Was hat`s auf sich mit der „Kroniche Housnkuh“?

Kroniche Housnkuh, „Kronacher Hasenkuh“ (lepus vocco cranagensis); die Hasenkuh ist kein Fabelwesen aus Hase und Kuh, wie man auf den ersten Eindruck vermuten möchte, sondern die Bezeichnung für einen weiblichen Hasen. Die Bürger Kronachs tragen seit der Zeit des 30-jährigen Krieges den Spitz-namen „Kroniche Housnküh“. Grund dafür ist eine Begebenheit, die sich während einer Bela-gerung durch die Schweden zugetragen haben soll. Da Kronach trotz zahlreicher Bestürmungen nicht einzunehmen war, versuchten die feindlichen Truppen durch eine längere Belagerung die Stadtbevölkerung auszuhungern und so die Kronacher zur Übergabe ihrer Stadt zu bewegen. Die Schweden raubten die umliegenden Ortschaften aus, stahlen das Getreide und gruben auch die vom Hasslachberg zur Stadt laufende Wasserleitung ab.
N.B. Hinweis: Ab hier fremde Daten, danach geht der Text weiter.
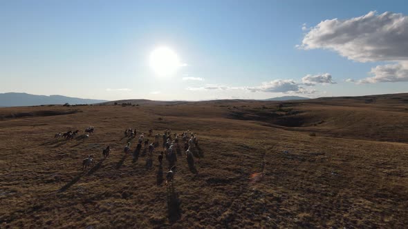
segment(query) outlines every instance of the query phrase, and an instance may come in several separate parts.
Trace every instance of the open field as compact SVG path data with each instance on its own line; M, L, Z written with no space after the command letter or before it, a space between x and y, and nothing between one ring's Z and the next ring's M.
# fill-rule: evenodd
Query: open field
M0 228L406 226L408 94L279 104L0 108ZM90 126L89 139L54 139ZM166 186L167 161L124 154L128 128L192 130L198 172L180 150ZM95 165L82 172L89 155Z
Diese Belagerungsmaßnahmen führten zu einer äußerst kritischen Versorgungslage und großer Hungersnot in der Stadt. Angesichts dieser aussichtslosen Situation griffen die Kronacher zu einer List. Sie ließen das letzte in der Stadt noch vorhandene Tier, eine alte Hasenkuh, auf der Stadtmauer herumhoppeln. Als die Schweden sahen, dass die Kronacher es sich noch immer leisten können, Tiere frei laufen zu lassen, gaben sie die Belagerung auf und zogen mit Schande ab. So konnte die Stadt mit einer Kriegslist gerettet werden. Die Kronacher Bürger jedoch nennt man seit dieser Zeit nur noch die „Kroniche Housnküh“.